While both Djokovic and Nadal have surpassed Federer’s record of men’s singles Grand Slam titles, the Swiss has remained a fan favorite for his elegance and grace on and off the pitch.
The 41-year-old’s appearances have been limited in recent years due to injuries, multiple knee surgeries in recent years and his most recent loss to Hubert Hurkacz in the quarter-finals at Wimbledon last year in straight sets.
He said he was still planning to return to the sport next year two months ago before making the decision to retire.
Federer said he had to get permission from Team Europe captain Björn Borg and tournament organizers to take part in just one doubles match at the Laver Cup – which sees teams from Europe and the rest of the world compete in nine singles matches, three doubles matches over three days.
“Super special game with Rafa [Nadal], feels really different, you know?” said Federer at the press conference on Thursday. “Also just going on the pitch and having a chance to play with the likes of Rafa or Novak [Djokovic] It’s been an amazing experience for me in the past too, so I’m sure it will be wonderful to be able to do it again.”

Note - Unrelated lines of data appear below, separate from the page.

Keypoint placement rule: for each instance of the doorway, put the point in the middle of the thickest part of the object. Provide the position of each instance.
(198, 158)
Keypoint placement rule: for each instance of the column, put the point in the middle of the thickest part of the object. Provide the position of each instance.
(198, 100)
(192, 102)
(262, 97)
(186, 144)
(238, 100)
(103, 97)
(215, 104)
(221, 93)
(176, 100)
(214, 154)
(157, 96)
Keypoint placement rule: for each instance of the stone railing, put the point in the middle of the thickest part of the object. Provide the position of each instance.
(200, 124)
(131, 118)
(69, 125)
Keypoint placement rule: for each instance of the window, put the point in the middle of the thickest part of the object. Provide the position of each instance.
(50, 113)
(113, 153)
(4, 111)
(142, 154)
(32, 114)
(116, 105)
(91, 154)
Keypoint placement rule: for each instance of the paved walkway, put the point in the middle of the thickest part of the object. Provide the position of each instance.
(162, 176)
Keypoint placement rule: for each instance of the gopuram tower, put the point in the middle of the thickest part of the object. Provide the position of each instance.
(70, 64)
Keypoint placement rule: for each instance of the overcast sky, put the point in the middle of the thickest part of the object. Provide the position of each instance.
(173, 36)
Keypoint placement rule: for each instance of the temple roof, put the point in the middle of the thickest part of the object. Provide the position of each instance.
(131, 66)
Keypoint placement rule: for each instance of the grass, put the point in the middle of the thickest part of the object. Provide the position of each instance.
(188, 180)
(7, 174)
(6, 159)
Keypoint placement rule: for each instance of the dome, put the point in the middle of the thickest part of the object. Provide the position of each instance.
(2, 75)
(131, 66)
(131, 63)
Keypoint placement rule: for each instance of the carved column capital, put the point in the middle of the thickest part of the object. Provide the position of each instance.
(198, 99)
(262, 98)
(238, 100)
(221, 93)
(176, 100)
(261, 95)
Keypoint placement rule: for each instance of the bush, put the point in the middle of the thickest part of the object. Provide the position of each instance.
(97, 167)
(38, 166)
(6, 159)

Nadal said at Thursday’s press conference that he was “super excited” for Friday’s doubles.
“After all the amazing things we share on and off the pitch, [to] Be part of this historical moment that will be something amazing and unforgettable for me,” said Nadal, “and yes, super excited, I hope I can have a good time, play at a decent level and hopefully we can create something together good moment and maybe win a match.”
Federer will play in doubles on Friday night before Italy’s Matteo Berrettini takes the Swiss’ place on Team Europe for the remainder of the competition. The Laver Cup was created by Federer in 2017 and is named after the great Australian Rod Laver.
And for the man himself, who will no doubt receive a heroic farewell from the ecstatic crowd in London when he takes on Jack Sock and Frances Tiafoe with Nadal, Federer admitted he would miss tennis.
“I love tennis, everything about it,” he said said. “I will miss the competition, the fans cheering for or against me.
“They usually accompanied me all the way, so it was great. I can always travel so I won’t miss that, but I love touring with my family even in the second part of my career – it’s been wonderful.”
He added: “You always want to play forever. I love being on the pitch, I love playing against the lads and I love to travel. I never really felt like it was that hard for me – winning, learning from losing – it was all perfect.
“I love my career from all angles. That’s the bitter part [of retiring]. The sweet part was that I know everyone has to do it at some point. Everyone has to leave the game. It was a great, great trip. I am really grateful for that.”